An exciting piece of research that has the potential to reduce resource input into maize farming was highlighted on the Plantwise blog recently. Hartwig et al. predicted that the fungicide propiconazole would disrupt brassinosteroid biosynthesis, and tested their idea by spraying Arabidopsis plants with the fungicide. When they saw the resulting small plants and all-female flowers that were evidence of reduced brassinosteroid activity, the team tried it out on maize plants. Propiconazole-sprayed maize plants were also small with female flowers, but grain size and quantity were unaffected. As smaller plants require less water and fertiliser, and farmers usually remove male flowers to prevent self-pollination, propiconazole is an easy way of making maize farming more efficient. This project is an excellent demonstration of the other important property of Arabidopsis – it is cheap to buy and grow, and easy to maintain!

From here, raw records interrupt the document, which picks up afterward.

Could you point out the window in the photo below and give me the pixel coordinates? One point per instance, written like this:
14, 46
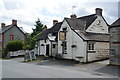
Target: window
11, 37
62, 36
91, 46
54, 45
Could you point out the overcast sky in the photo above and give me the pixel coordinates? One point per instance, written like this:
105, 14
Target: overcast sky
28, 11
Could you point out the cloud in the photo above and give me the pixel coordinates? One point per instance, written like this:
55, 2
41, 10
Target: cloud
28, 11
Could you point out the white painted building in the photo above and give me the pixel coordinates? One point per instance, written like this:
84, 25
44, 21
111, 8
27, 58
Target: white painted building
84, 39
47, 40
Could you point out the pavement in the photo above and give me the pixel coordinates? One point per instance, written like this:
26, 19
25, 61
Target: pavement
100, 68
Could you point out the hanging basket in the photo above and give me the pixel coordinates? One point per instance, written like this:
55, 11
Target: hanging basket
42, 45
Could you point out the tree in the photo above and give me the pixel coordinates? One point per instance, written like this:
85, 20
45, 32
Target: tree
14, 46
38, 28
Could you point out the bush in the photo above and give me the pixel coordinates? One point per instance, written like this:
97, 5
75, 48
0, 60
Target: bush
14, 46
4, 52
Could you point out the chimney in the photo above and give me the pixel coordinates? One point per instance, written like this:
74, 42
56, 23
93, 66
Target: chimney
54, 22
2, 25
73, 16
14, 22
98, 11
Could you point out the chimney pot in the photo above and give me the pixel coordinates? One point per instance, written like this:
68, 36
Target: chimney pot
98, 11
73, 16
14, 22
55, 21
2, 25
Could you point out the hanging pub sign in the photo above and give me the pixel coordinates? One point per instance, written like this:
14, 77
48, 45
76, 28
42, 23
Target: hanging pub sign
62, 36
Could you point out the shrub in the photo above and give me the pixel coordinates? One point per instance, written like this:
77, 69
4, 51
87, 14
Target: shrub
4, 52
14, 46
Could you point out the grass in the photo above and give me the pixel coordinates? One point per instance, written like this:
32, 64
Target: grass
29, 61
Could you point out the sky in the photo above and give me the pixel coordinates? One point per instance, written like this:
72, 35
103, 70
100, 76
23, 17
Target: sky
26, 12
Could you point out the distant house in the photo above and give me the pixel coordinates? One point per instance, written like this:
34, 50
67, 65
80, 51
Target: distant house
84, 38
47, 40
115, 43
11, 32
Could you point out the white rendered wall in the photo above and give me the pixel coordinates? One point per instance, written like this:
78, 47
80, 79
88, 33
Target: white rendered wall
98, 26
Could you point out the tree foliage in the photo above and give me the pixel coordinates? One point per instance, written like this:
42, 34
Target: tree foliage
31, 41
38, 28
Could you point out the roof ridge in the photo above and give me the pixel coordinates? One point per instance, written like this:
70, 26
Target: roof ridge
86, 16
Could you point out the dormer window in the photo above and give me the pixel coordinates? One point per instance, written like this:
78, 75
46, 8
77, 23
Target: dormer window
11, 37
53, 34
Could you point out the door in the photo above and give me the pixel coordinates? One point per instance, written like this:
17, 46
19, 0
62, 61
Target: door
47, 50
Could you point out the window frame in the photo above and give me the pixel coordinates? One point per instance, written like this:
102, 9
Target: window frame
11, 37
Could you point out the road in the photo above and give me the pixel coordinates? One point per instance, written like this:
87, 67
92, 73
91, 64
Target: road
14, 69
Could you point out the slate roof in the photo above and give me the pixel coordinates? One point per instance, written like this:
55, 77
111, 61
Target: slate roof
44, 34
95, 37
116, 23
88, 19
6, 28
76, 24
79, 25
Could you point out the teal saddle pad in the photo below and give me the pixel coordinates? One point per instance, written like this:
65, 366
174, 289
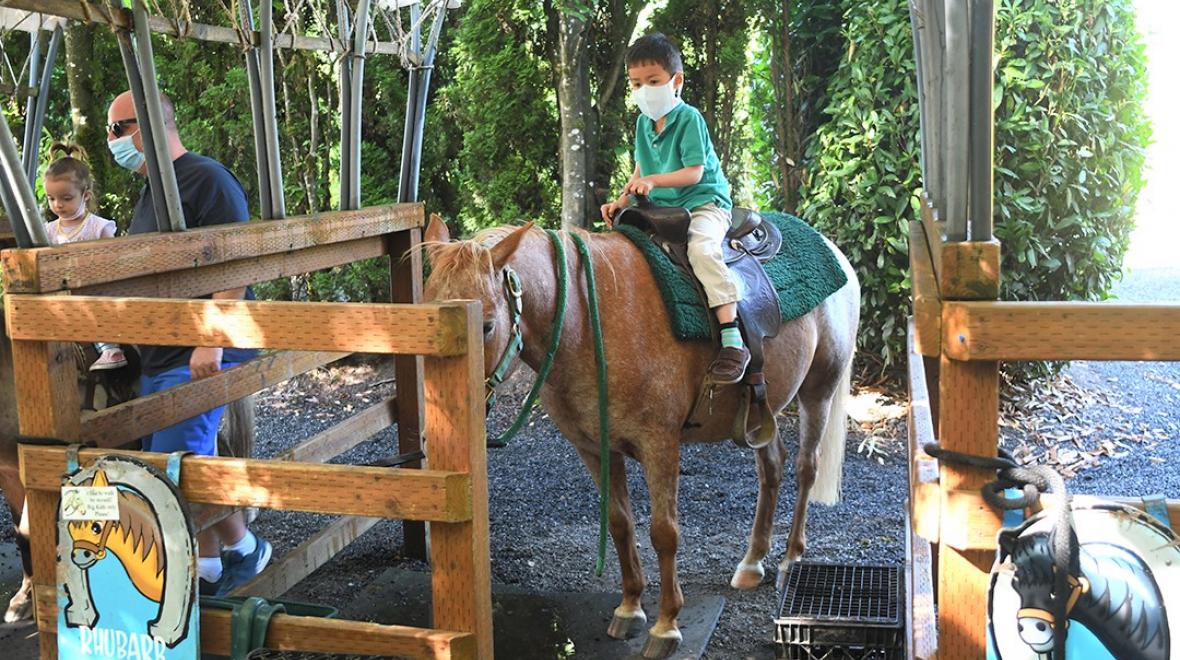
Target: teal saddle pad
804, 274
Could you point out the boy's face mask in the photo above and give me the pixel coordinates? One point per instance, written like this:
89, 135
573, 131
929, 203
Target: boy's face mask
656, 100
125, 154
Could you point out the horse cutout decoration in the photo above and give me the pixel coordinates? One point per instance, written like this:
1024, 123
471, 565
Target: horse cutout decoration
126, 577
653, 383
1123, 587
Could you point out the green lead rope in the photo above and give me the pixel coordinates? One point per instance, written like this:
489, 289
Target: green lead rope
555, 340
600, 354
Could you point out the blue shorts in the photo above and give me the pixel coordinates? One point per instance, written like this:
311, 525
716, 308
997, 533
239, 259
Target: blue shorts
198, 433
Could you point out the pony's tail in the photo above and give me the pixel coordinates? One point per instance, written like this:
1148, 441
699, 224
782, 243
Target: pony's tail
830, 475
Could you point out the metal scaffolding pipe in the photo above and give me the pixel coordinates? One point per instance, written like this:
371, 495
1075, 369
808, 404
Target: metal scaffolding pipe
260, 145
415, 112
956, 111
19, 201
360, 32
269, 113
983, 121
346, 112
32, 157
174, 211
136, 86
28, 146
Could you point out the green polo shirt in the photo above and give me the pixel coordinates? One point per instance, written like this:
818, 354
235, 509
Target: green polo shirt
683, 143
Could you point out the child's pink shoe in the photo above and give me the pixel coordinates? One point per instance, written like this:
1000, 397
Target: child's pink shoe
111, 358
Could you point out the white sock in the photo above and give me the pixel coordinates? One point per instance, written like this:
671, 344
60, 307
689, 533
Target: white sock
246, 546
209, 568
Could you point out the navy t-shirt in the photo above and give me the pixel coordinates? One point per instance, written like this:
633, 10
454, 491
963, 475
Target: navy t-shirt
209, 195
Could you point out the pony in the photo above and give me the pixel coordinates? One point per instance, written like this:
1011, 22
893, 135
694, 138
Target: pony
135, 540
654, 383
235, 438
1113, 593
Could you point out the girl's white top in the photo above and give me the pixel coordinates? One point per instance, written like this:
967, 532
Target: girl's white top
91, 229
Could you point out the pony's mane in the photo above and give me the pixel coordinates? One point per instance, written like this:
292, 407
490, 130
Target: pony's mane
139, 528
456, 259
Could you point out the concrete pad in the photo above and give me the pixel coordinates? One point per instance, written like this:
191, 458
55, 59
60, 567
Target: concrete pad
546, 626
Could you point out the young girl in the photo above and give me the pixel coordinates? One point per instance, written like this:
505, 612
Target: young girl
70, 191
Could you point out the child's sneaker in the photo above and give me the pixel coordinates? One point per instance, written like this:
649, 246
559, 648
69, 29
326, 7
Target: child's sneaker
729, 366
238, 569
111, 358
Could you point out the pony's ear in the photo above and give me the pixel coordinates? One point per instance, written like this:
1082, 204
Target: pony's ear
437, 230
504, 249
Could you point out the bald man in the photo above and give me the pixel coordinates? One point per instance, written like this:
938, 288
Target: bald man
210, 194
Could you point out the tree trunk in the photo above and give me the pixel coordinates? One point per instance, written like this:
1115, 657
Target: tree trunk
574, 103
87, 111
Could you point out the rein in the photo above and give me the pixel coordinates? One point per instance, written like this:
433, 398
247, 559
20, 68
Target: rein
513, 292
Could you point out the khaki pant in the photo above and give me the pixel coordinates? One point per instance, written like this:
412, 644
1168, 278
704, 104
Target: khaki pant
706, 233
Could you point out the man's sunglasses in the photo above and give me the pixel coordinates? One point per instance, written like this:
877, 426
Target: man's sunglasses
116, 128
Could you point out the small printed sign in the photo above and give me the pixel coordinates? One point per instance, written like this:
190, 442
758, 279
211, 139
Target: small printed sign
90, 503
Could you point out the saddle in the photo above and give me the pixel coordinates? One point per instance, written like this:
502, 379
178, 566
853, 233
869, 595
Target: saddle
748, 243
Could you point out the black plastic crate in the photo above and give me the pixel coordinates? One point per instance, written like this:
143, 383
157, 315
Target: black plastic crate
840, 612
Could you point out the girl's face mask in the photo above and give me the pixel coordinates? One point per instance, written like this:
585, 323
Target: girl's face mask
656, 100
125, 154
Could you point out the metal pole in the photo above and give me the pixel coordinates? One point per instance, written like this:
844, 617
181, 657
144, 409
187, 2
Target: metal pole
260, 145
32, 157
19, 201
269, 113
346, 111
156, 116
983, 121
421, 76
136, 85
28, 148
956, 108
360, 33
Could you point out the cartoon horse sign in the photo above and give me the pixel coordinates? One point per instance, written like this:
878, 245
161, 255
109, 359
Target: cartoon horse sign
126, 566
1123, 587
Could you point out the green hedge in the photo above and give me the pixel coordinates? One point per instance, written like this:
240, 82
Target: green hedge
1070, 142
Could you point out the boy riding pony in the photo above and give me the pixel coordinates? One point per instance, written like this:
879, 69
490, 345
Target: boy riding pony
677, 167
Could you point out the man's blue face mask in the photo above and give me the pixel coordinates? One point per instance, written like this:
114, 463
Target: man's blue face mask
125, 152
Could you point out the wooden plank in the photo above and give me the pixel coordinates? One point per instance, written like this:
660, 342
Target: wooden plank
928, 305
406, 286
235, 274
1061, 331
925, 497
137, 418
313, 634
46, 377
922, 629
461, 583
346, 490
91, 13
970, 270
111, 260
433, 328
345, 436
283, 574
969, 410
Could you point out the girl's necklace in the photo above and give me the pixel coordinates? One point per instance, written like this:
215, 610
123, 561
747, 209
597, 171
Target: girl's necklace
67, 234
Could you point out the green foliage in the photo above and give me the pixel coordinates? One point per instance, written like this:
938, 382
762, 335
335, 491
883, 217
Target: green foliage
504, 104
1070, 139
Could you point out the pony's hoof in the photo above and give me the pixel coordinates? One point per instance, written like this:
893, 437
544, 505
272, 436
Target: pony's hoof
662, 646
624, 625
747, 576
20, 607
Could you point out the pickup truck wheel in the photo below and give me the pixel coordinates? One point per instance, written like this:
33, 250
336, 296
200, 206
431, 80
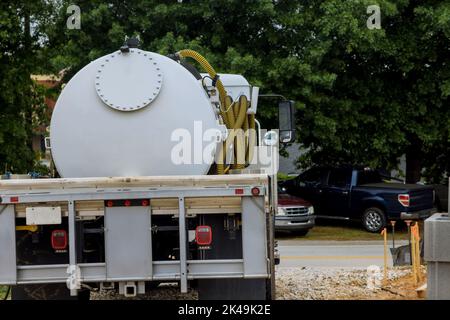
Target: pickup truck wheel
374, 219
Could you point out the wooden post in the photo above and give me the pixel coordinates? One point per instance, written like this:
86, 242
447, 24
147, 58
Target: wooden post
384, 233
414, 256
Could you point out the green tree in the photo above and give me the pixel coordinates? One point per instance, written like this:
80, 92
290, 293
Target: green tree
369, 96
21, 101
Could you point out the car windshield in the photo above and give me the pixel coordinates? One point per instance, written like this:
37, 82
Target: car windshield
369, 176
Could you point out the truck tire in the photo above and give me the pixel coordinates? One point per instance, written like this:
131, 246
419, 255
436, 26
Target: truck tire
233, 289
374, 219
46, 292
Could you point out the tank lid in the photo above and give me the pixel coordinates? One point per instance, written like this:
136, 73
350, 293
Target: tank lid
128, 81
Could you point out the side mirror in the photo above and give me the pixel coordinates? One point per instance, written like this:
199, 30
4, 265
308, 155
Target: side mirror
286, 119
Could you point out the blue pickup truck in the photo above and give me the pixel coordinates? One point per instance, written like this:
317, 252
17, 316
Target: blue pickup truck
361, 194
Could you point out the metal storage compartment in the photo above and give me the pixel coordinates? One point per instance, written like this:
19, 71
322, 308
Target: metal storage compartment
437, 255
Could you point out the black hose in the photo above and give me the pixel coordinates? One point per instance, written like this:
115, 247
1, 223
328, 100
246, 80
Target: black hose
7, 293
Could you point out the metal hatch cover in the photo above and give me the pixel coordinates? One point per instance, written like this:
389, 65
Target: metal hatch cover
129, 81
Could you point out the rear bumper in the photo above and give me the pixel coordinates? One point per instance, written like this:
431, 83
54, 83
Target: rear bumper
417, 215
286, 223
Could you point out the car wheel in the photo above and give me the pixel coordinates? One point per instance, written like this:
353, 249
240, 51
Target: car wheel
374, 219
301, 233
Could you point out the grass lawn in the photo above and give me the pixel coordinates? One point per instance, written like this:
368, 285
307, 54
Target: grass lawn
345, 231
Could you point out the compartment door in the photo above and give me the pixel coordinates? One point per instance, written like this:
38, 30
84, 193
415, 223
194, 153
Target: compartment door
128, 243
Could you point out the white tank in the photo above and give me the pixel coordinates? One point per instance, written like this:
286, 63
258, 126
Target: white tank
130, 114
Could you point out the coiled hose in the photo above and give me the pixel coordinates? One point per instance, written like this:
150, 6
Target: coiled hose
234, 115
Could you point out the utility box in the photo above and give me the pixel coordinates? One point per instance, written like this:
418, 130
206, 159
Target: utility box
437, 255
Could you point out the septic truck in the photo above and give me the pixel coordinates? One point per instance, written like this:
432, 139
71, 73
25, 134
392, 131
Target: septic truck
163, 176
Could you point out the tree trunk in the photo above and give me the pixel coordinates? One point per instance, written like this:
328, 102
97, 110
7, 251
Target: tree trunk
414, 163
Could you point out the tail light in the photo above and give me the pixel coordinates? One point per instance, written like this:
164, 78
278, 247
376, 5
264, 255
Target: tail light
404, 199
59, 239
203, 235
255, 191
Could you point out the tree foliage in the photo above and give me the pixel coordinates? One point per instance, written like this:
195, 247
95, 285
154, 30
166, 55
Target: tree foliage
21, 100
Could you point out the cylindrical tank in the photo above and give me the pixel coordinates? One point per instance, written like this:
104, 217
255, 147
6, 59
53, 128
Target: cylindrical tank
133, 113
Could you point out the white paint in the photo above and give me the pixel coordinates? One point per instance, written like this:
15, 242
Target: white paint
43, 215
90, 139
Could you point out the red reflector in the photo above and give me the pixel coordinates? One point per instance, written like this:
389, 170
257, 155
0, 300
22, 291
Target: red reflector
203, 235
59, 239
404, 199
255, 191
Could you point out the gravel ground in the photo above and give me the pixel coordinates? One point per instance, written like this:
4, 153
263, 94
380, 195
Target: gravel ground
330, 283
294, 284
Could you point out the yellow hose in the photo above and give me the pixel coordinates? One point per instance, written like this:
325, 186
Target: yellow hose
234, 114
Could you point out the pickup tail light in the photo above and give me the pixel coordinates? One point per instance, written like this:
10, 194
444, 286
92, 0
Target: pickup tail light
59, 239
203, 235
404, 199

In the UK over the next few years, much biological research will be working toward a ‘digital organism,’ defined by the BBSRC as ‘collections of integrated models underpinned by quantitative data, which together represent key biological systems and processes.’ A. thaliana is a prime candidate for a ‘digital plant’ because of the extensive knowledge base that already exists for this species. It is not a crop species, but is nonetheless commercially very important. Historically A. thaliana researchers are the pioneers of plant science, leading the way for research on other species, and continued support of Arabidopsis research as we enter an era of bioinformatics-led plant research will be to the benefit all of plant and crop science.